Initiation of chemotherapy for all four treatment regimens was longer (mean time, 74 to 81 days) than the typical 30 days that would be expected. Prior research has shown that not only do treatment rates decline dramatically with increasing age [51], but older age is associated with delayed chemotherapy initiation [52] and lower rates of chemotherapy completion [53]. These age disparities in treatment patterns are associated with higher mortality [52, 53] and our results provide further support that demographic factors such as age should not discourage the use of guideline-recommended therapies.

Study Strengths and Limitations

This study has several strengths, including the large sample size from a population-based registry with a wide geographic representation of patients with CRC in the USA. The SEER–Medicare dataset provides inpatient and outpatient data, comprehensive information about covered services, all claims regardless of residence or care out of area, and longitudinal data with claims for services from the time a person is eligible for Medicare until the date of death. However, use of the SEER–Medicare data for this type of analysis has some limitations, particularly for determining accurate utilization rates of oral chemotherapeutic agents such as capecitabine. A recent comparison of Medicare claims with the National Cancer Institute's Patterns of Care studies showed that among patients with various cancers receiving chemotherapy (including stage II/III CRC), Medicare claims data more accurately identified agents that were intravenously administered [54].
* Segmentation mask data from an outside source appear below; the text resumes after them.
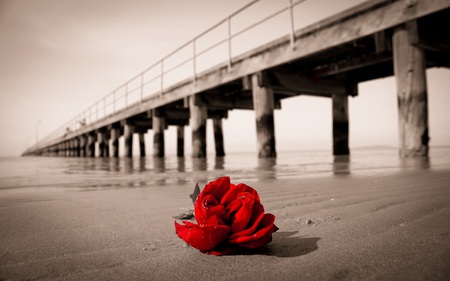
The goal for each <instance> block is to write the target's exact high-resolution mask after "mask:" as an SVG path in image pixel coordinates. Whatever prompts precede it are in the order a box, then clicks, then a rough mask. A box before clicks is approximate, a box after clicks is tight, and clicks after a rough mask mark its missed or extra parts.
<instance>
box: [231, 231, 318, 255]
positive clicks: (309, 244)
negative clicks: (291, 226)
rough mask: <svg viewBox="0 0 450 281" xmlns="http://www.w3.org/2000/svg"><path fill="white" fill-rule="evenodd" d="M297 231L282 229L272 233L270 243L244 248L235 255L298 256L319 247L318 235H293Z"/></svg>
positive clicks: (314, 249)
mask: <svg viewBox="0 0 450 281" xmlns="http://www.w3.org/2000/svg"><path fill="white" fill-rule="evenodd" d="M297 233H298V231H283V232H276V233H274V234H273V240H272V242H271V243H270V244H268V245H266V246H264V247H262V248H258V249H245V250H242V251H239V252H238V253H236V254H237V255H265V256H275V257H281V258H289V257H300V256H304V255H307V254H309V253H311V252H314V251H315V250H317V249H318V248H319V247H318V246H317V242H318V241H319V240H320V238H318V237H298V236H294V235H295V234H297Z"/></svg>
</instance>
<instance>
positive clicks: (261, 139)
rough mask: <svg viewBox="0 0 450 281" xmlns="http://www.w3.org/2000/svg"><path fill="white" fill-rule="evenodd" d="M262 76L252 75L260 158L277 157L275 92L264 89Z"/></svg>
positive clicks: (253, 107)
mask: <svg viewBox="0 0 450 281" xmlns="http://www.w3.org/2000/svg"><path fill="white" fill-rule="evenodd" d="M261 80H262V79H261V74H260V73H256V74H254V75H252V92H253V108H254V110H255V116H256V137H257V142H258V157H260V158H270V157H276V156H277V153H276V149H275V124H274V118H273V109H274V97H273V90H272V89H271V88H268V87H264V86H263V85H262V81H261Z"/></svg>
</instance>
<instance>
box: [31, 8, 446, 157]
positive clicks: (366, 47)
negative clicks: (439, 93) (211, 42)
mask: <svg viewBox="0 0 450 281" xmlns="http://www.w3.org/2000/svg"><path fill="white" fill-rule="evenodd" d="M253 2H257V1H253ZM253 2H252V3H253ZM300 2H302V1H298V2H292V1H291V5H290V6H287V7H286V8H285V9H284V10H283V11H282V12H286V13H289V12H292V9H293V7H294V6H296V5H301V3H300ZM247 6H248V7H247ZM247 6H246V7H244V8H243V9H242V10H244V9H247V8H249V7H250V6H251V3H250V4H249V5H247ZM230 19H232V16H230V17H228V18H227V19H226V20H225V21H222V22H221V23H220V24H228V27H230V23H229V22H230ZM294 20H295V16H293V13H291V21H294ZM448 26H450V0H371V1H367V2H364V3H363V4H360V5H358V6H355V7H353V8H351V9H349V10H346V11H344V12H341V13H339V14H337V15H335V16H332V17H330V18H327V19H325V20H322V21H320V22H317V23H315V24H313V25H311V26H308V27H305V28H302V29H299V30H292V31H291V32H290V34H288V35H285V36H282V37H280V38H279V39H277V40H274V41H271V42H269V43H267V44H264V45H262V46H259V47H257V48H254V49H253V50H251V51H248V52H246V53H244V54H241V55H239V56H235V57H231V56H230V55H229V56H228V57H227V58H226V59H224V61H223V63H221V64H219V65H216V66H214V67H212V68H209V69H207V70H205V71H202V72H198V71H197V70H196V60H197V55H198V54H197V53H196V38H195V39H194V40H193V41H192V42H191V43H189V44H192V47H193V56H192V58H190V60H191V61H192V62H191V63H192V66H193V73H192V75H191V77H189V78H187V79H184V80H182V81H179V82H177V83H176V84H173V85H170V86H165V85H164V74H165V72H164V66H165V59H166V58H167V57H165V58H164V59H162V60H161V61H160V63H159V64H155V65H154V66H152V67H160V68H161V73H160V76H158V77H159V78H157V79H160V81H161V82H160V83H161V87H160V90H159V91H157V92H156V93H154V94H152V95H150V96H146V97H144V95H143V92H144V86H145V85H147V84H146V83H147V82H146V81H145V80H144V79H145V75H146V73H145V71H144V72H143V73H141V74H139V75H138V76H136V77H135V78H133V79H132V80H130V81H129V82H127V83H125V84H124V86H123V87H122V88H123V89H125V90H124V91H125V94H123V96H122V97H124V100H125V106H124V107H122V108H120V109H117V108H116V98H117V97H116V91H115V92H114V93H113V99H114V100H113V104H112V103H111V102H109V103H108V104H107V98H108V97H105V98H104V99H103V101H102V102H103V105H104V110H103V116H101V117H98V118H91V120H85V119H86V118H76V119H74V120H73V121H71V123H69V124H68V125H64V126H63V127H62V128H60V129H59V130H58V131H57V132H55V133H53V134H52V135H50V136H49V137H47V138H46V139H44V140H43V141H41V142H40V143H39V144H36V145H35V146H33V147H31V148H29V149H28V150H27V151H25V152H24V155H45V156H65V157H94V156H95V155H98V156H100V157H118V156H119V145H118V143H119V141H118V140H119V137H121V136H123V137H124V140H125V151H124V153H123V154H124V155H125V156H126V157H131V156H132V151H133V147H132V146H133V137H134V136H138V137H139V148H140V155H141V156H145V145H146V143H145V141H144V134H145V133H146V132H147V131H148V130H153V156H155V157H164V155H165V139H164V131H165V130H166V129H167V128H168V126H176V127H177V155H178V156H180V157H181V156H184V135H185V128H184V127H185V126H187V125H190V127H191V129H192V157H195V158H202V157H206V123H207V119H212V120H213V124H214V139H215V148H216V155H217V156H223V155H225V150H224V142H225V141H226V135H224V133H223V129H222V119H223V118H227V116H228V111H229V110H233V109H247V110H254V111H255V122H256V135H257V144H255V145H257V147H258V156H259V157H276V154H277V153H276V136H275V128H274V114H273V113H274V110H277V109H281V102H280V101H281V100H282V99H286V98H289V97H293V96H298V95H313V96H322V97H328V98H331V99H332V108H330V110H332V116H333V128H330V130H331V129H332V131H333V134H332V135H333V153H334V154H335V155H346V154H349V153H350V148H349V118H350V117H349V114H348V96H357V95H358V92H357V89H358V87H357V84H358V83H360V82H364V81H368V80H372V79H378V78H382V77H387V76H392V75H395V78H396V82H397V98H398V123H399V154H400V157H415V156H426V155H428V142H429V135H428V134H429V133H428V105H427V81H426V75H425V71H426V69H427V68H430V67H450V35H449V34H448V31H447V29H446V27H448ZM232 36H233V34H231V33H229V34H228V38H227V40H225V41H224V42H225V44H228V48H229V49H228V50H229V53H231V51H230V50H231V49H230V48H231V47H230V46H231V44H230V43H231V39H232ZM186 46H188V45H184V46H183V47H186ZM134 81H138V86H137V87H136V89H137V90H136V91H139V89H140V91H141V97H140V98H139V99H138V101H136V102H133V103H129V102H128V98H129V96H130V95H131V94H130V93H131V92H132V90H130V88H129V87H131V86H130V85H132V84H133V83H134ZM139 81H140V82H139ZM152 81H153V80H152ZM139 83H140V84H139ZM148 83H150V82H148ZM129 94H130V95H129ZM111 104H112V106H113V107H114V110H112V112H110V113H106V111H107V110H106V106H107V105H111ZM99 106H100V107H101V106H102V104H101V103H98V104H96V105H95V107H96V108H97V109H98V107H99ZM80 120H81V121H80ZM96 143H98V145H95V144H96ZM96 147H97V150H98V151H96Z"/></svg>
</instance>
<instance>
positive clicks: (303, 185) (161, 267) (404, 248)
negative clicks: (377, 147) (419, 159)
mask: <svg viewBox="0 0 450 281" xmlns="http://www.w3.org/2000/svg"><path fill="white" fill-rule="evenodd" d="M211 180H212V179H211ZM246 183H247V184H249V185H251V186H253V187H255V188H256V189H257V190H258V192H259V193H260V196H261V200H262V203H263V204H264V206H265V208H266V211H267V212H271V213H273V214H275V215H276V216H277V219H276V225H277V226H278V227H279V228H280V230H279V231H278V232H277V233H275V234H274V239H273V242H272V243H271V244H269V245H267V246H266V247H264V248H262V249H260V250H258V251H253V252H245V253H241V254H237V255H232V256H222V257H215V256H210V255H205V254H202V253H200V252H199V251H197V250H195V249H193V248H191V247H188V246H186V245H185V244H184V243H183V242H182V241H181V240H180V239H179V238H178V237H177V236H176V235H175V232H174V227H173V221H174V220H173V218H172V216H173V215H177V214H178V213H180V212H183V211H184V210H185V209H188V208H191V204H192V202H191V201H190V198H189V197H188V195H189V194H190V193H191V191H192V189H193V185H192V186H191V185H184V184H180V185H161V186H157V187H136V188H116V189H107V188H101V189H95V188H92V189H88V190H87V189H85V188H76V187H75V188H72V189H67V188H66V189H64V190H61V189H58V188H48V189H45V188H39V189H38V188H21V189H10V190H2V191H1V192H0V225H1V227H0V280H24V279H46V280H48V279H52V280H54V279H56V280H449V279H450V266H449V265H450V169H448V168H440V169H420V168H419V169H391V170H385V171H384V170H378V171H371V172H367V171H366V172H361V173H352V174H339V175H329V174H324V175H320V174H319V175H316V176H302V177H297V178H295V177H293V178H287V179H265V180H255V181H249V182H246ZM203 184H204V183H203Z"/></svg>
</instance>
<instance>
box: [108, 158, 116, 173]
mask: <svg viewBox="0 0 450 281" xmlns="http://www.w3.org/2000/svg"><path fill="white" fill-rule="evenodd" d="M105 160H107V161H108V160H109V164H110V165H109V170H110V171H113V172H119V171H120V162H119V161H120V159H119V158H105Z"/></svg>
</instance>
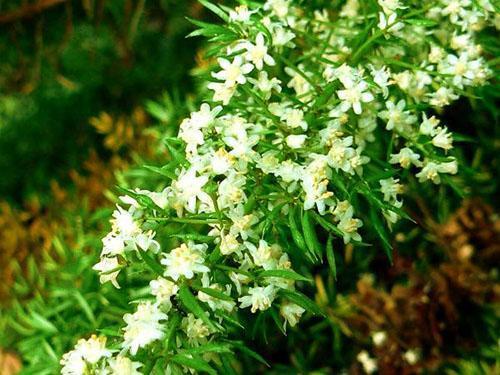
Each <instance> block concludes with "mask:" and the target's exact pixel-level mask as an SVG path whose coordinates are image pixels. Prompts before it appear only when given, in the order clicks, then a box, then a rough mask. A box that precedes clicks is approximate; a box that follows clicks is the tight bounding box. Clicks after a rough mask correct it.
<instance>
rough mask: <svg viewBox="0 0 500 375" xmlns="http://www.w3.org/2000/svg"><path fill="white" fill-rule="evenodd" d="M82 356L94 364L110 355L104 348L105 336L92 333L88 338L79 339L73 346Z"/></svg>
mask: <svg viewBox="0 0 500 375" xmlns="http://www.w3.org/2000/svg"><path fill="white" fill-rule="evenodd" d="M75 349H76V350H77V351H78V352H79V353H80V355H81V356H82V358H83V359H84V360H85V361H86V362H88V363H91V364H96V363H97V362H98V361H99V360H100V359H101V358H103V357H109V356H111V351H110V350H108V349H106V337H104V336H101V337H97V336H96V335H92V336H91V337H90V338H89V339H88V340H84V339H80V340H79V341H78V343H77V344H76V346H75Z"/></svg>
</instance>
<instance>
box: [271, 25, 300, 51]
mask: <svg viewBox="0 0 500 375" xmlns="http://www.w3.org/2000/svg"><path fill="white" fill-rule="evenodd" d="M294 38H295V34H294V33H293V32H292V31H291V30H289V29H287V28H284V27H282V26H276V27H274V28H273V46H275V47H278V48H279V47H284V46H290V47H293V42H292V40H293V39H294Z"/></svg>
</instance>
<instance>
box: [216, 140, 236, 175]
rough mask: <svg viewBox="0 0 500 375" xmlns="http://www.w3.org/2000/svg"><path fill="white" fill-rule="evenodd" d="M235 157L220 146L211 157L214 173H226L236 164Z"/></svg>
mask: <svg viewBox="0 0 500 375" xmlns="http://www.w3.org/2000/svg"><path fill="white" fill-rule="evenodd" d="M234 162H235V158H234V157H233V155H231V154H229V153H228V152H227V151H226V150H225V149H224V148H222V147H221V148H219V149H218V150H217V151H215V152H214V153H213V155H212V157H211V158H210V167H211V168H212V172H213V173H214V174H217V175H218V174H226V172H227V171H229V169H230V168H231V167H232V166H233V165H234Z"/></svg>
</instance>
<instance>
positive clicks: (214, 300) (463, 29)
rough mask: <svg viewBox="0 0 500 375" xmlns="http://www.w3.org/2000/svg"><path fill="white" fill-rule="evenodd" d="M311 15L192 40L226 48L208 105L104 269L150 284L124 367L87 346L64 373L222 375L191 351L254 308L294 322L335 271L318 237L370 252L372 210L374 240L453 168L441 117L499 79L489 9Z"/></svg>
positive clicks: (211, 90)
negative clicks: (189, 371)
mask: <svg viewBox="0 0 500 375" xmlns="http://www.w3.org/2000/svg"><path fill="white" fill-rule="evenodd" d="M298 3H299V2H294V1H290V0H268V1H267V2H266V3H265V4H263V5H262V6H257V5H252V7H249V6H246V5H241V6H239V7H237V8H236V9H234V10H227V12H226V8H225V7H222V8H219V7H217V6H215V5H212V4H210V3H207V2H204V4H208V7H209V8H210V9H211V10H213V11H214V12H215V13H216V14H217V15H219V16H220V17H221V18H223V19H224V20H225V21H227V22H226V24H225V25H224V26H216V27H215V26H212V25H206V24H202V29H200V30H197V31H195V33H196V34H195V35H199V34H201V35H207V36H211V37H213V40H214V41H216V42H215V46H214V47H215V48H214V49H213V50H212V53H215V54H217V58H216V59H214V66H212V67H211V68H210V72H209V73H210V74H208V76H209V77H210V80H211V81H210V82H208V83H207V85H206V93H207V96H208V97H209V100H204V102H203V104H201V106H200V108H199V110H198V111H195V112H193V113H191V115H190V116H189V117H188V118H186V119H185V120H184V121H182V123H181V124H180V129H179V134H178V138H176V139H171V138H168V139H166V140H165V142H166V143H167V145H168V149H169V151H170V155H171V160H170V161H169V162H168V164H166V165H164V166H162V167H154V168H150V170H151V169H152V170H154V172H157V173H158V174H160V175H161V176H162V178H164V179H165V181H167V182H166V183H165V185H164V186H162V187H161V189H159V190H160V191H157V192H155V191H148V190H139V189H137V190H134V191H129V192H128V194H127V195H125V196H123V197H121V201H122V203H123V204H122V206H125V205H126V206H128V208H127V209H125V208H123V207H122V206H118V208H117V210H116V211H115V212H114V214H113V219H112V221H111V222H112V231H111V233H110V234H108V235H107V236H106V237H105V238H104V239H103V251H102V256H101V261H100V262H99V263H98V264H97V265H96V266H95V267H94V268H95V269H96V270H97V271H99V272H100V276H101V282H107V281H111V282H112V283H113V284H114V285H115V286H116V287H118V286H119V284H118V281H117V277H118V275H119V273H120V271H121V270H124V269H125V270H126V269H131V270H135V273H137V272H139V273H142V275H149V276H148V277H145V278H146V281H147V284H149V287H148V290H149V293H150V294H149V296H144V300H141V302H140V303H139V305H138V306H137V309H136V312H134V313H132V314H127V315H125V317H124V320H125V323H126V326H125V328H123V331H122V333H121V335H122V337H123V339H122V341H121V342H119V343H118V344H117V345H118V346H119V347H120V354H119V357H116V358H113V357H112V356H111V354H112V353H111V352H109V351H105V350H104V349H102V350H101V352H99V353H100V354H98V355H96V356H90V357H89V356H88V355H87V354H86V353H84V352H82V350H81V349H80V348H79V347H81V346H82V345H81V344H80V343H79V344H77V347H76V348H75V350H74V351H72V352H70V353H68V354H66V356H65V358H64V359H63V364H64V365H65V368H66V367H71V368H76V367H78V366H83V367H78V369H80V368H85V367H86V366H90V365H92V366H93V364H94V363H96V362H95V360H96V358H97V357H99V358H98V359H100V358H102V359H103V363H104V364H103V366H108V365H109V366H112V364H113V363H114V364H115V365H116V363H118V362H120V361H121V362H120V363H125V362H126V361H127V360H126V359H125V357H123V356H124V355H126V353H127V352H128V353H129V354H130V355H132V356H135V355H136V354H138V353H140V352H141V350H151V351H154V352H155V353H156V354H155V356H157V355H158V354H157V353H158V352H159V349H158V348H159V347H162V345H164V346H163V348H164V349H165V350H164V353H168V355H169V358H170V360H169V362H168V363H165V366H167V367H168V368H170V369H172V368H173V367H175V366H180V367H181V368H184V369H185V368H186V367H191V368H192V369H200V370H204V368H203V366H206V363H208V362H211V361H212V360H213V363H214V365H216V364H217V363H218V361H217V360H216V359H214V356H211V355H208V354H205V355H203V358H202V357H200V356H199V355H198V354H196V353H199V352H193V351H191V352H186V351H185V350H188V349H189V348H196V347H207V348H209V347H213V346H209V344H212V345H214V343H218V342H219V341H218V340H219V339H221V338H224V337H226V336H227V335H228V333H227V329H226V328H225V326H224V324H225V322H226V321H236V322H237V321H238V316H239V315H240V314H242V313H243V310H245V309H247V308H248V309H249V311H250V313H258V312H260V313H262V312H268V311H271V312H272V314H273V319H274V320H276V321H277V320H279V319H282V322H283V324H284V325H285V326H286V324H288V325H290V326H294V325H295V324H297V322H298V320H299V319H300V318H301V316H302V315H303V314H304V313H305V312H306V310H309V311H311V304H313V302H312V301H311V300H309V299H307V297H305V296H304V295H303V294H302V293H300V292H299V291H298V290H297V287H300V286H301V283H302V282H303V281H307V277H304V276H302V275H300V274H299V273H298V272H296V271H294V269H295V270H299V269H300V270H301V271H302V272H307V266H308V265H310V264H312V263H318V262H320V261H321V260H322V258H323V256H324V250H323V249H324V246H323V245H322V244H321V241H320V239H323V238H326V237H328V241H325V242H328V243H331V240H332V238H333V237H337V238H340V239H341V240H342V241H343V242H344V243H346V244H347V243H353V244H358V243H360V242H361V240H362V238H361V234H360V233H359V230H360V228H361V227H363V220H362V218H363V217H364V216H366V214H367V212H368V211H370V212H374V213H375V215H374V216H372V221H374V223H375V225H376V226H377V231H378V232H380V230H381V229H380V228H382V227H383V226H384V225H388V226H390V225H392V224H394V223H395V222H396V221H397V220H398V219H399V218H400V217H401V216H403V215H404V211H403V210H402V209H401V208H402V205H403V201H402V199H401V197H400V195H401V194H402V193H403V192H404V182H406V181H408V180H409V179H412V178H416V179H418V181H420V182H425V181H427V180H430V181H432V182H434V183H440V182H441V180H442V179H443V176H446V175H452V174H456V173H457V169H458V167H457V161H456V159H455V157H453V156H452V155H453V150H452V148H453V146H452V141H453V138H452V135H451V133H450V132H449V131H448V129H447V127H446V126H443V125H440V120H439V119H438V118H437V117H436V116H437V113H439V112H440V110H441V109H442V108H443V107H445V106H447V105H448V104H450V103H451V102H452V101H454V100H456V99H457V98H458V97H459V96H460V95H462V94H464V93H466V89H467V88H468V87H471V86H477V85H480V84H482V83H483V82H485V80H486V79H487V78H488V76H489V74H490V71H489V69H488V67H487V64H486V62H485V60H484V58H483V57H482V56H481V47H480V46H479V45H477V44H476V43H475V39H474V37H475V32H477V31H478V30H480V29H481V28H482V27H484V26H485V25H487V24H488V22H490V21H491V19H492V18H493V7H492V6H491V4H490V3H489V2H488V1H487V0H482V1H474V2H472V1H469V0H461V1H458V0H440V1H436V2H430V3H429V4H427V3H425V2H424V3H423V4H422V3H421V2H410V1H408V2H404V3H403V2H402V1H398V0H378V3H377V4H376V3H375V2H361V1H358V0H348V1H347V2H346V3H345V4H344V5H342V6H341V8H340V9H322V10H319V9H316V10H314V9H309V8H303V7H301V6H299V5H298ZM332 7H333V5H332ZM377 21H378V22H377ZM353 30H355V31H354V32H353ZM360 36H362V37H363V36H364V39H363V38H362V39H360ZM446 178H449V177H448V176H446ZM365 202H367V204H365ZM380 213H382V214H383V217H384V218H385V221H386V222H385V224H384V223H383V222H382V221H381V220H380V218H378V215H379V214H380ZM377 220H379V221H377ZM365 223H366V221H365ZM327 248H328V246H327ZM327 251H328V249H327ZM292 264H293V267H292ZM145 270H146V271H145ZM152 274H153V275H154V276H151V275H152ZM148 278H149V279H148ZM147 284H146V285H147ZM312 310H314V309H312ZM311 312H313V313H314V311H311ZM280 315H281V318H280ZM91 340H94V339H91ZM183 350H184V351H183ZM207 350H208V349H207ZM218 350H219V351H220V349H218ZM186 353H187V354H186ZM201 358H202V360H201ZM198 359H200V360H201V363H200V362H198ZM73 360H74V363H72V362H73ZM124 361H125V362H124ZM360 361H364V362H367V359H366V358H364V357H363V356H361V357H360ZM127 363H128V362H127ZM124 366H125V365H124ZM128 366H129V368H130V369H131V370H130V372H123V373H135V372H134V371H137V368H139V365H138V364H134V363H132V362H131V363H129V364H128ZM205 370H206V368H205ZM67 373H81V372H77V371H76V370H74V371H73V372H69V370H68V372H67Z"/></svg>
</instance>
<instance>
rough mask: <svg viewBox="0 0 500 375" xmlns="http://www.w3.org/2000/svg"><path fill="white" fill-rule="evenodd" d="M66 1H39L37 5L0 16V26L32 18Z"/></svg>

In addition, the SEER–Medicare database does not provide data on performance status or lifestyle factors, such as smoking. These factors could have affected the treatment patterns we observed or clinicians' initial decisions to treat these patients. Furthermore, treatment patterns for the older population with Medicare coverage may be different from those used for younger patients and, therefore, the results might have limited applicability to younger populations in real-world settings. This analysis also does not yield information about patients enrolled in HMOs since these data are not collected by Medicare. It is conceivable that treatment patterns, prognosis, and complications may differ between HMO and Medicare enrollees. Previous studies found that Medicare HMO enrollees with colon cancer had better OS compared with fee-for-service (FFS) plan members [55, 56]. These mortality differences might have been due to higher use of screening and preventive services for HMO patients or the possibility that HMO enrollees tend to be healthier than FFS enrollees.

Conclusions

Overall survival for elderly mCRC patients who were treated under conditions of routine medical oncology practice was comparable between CAP and 5-FU/LV and between CAPOX and FOLFOX. These results are consistent with those reported among younger patients in randomized clinical trials. The rate of treatment-related complications requiring medical resource use was lower for patients administered capecitabine monotherapy and in combination with oxaliplatin compared with 5-FU/LV and FOLFOX, respectively. These findings confirm that capecitabine-based regimens are an appropriate treatment choice for elderly patients with mCRC. These data also offer support for the use of treatments for elderly patients that are consistent to those administered to younger patients and imply that age should not discourage the use of guideline-recommended therapies for mCRC.

Further research is required to evaluate patterns and outcomes of care for patients with varying performance status since this information is not included in the SEER–Medicare database and we were unable to examine possible interactions between performance status and prognosis and the incidence of treatment-related complications. Another area that warrants further research is a comparison of the treatment patterns, prognosis, and complications of patients enrolled in HMOs compared with those in FFS plans.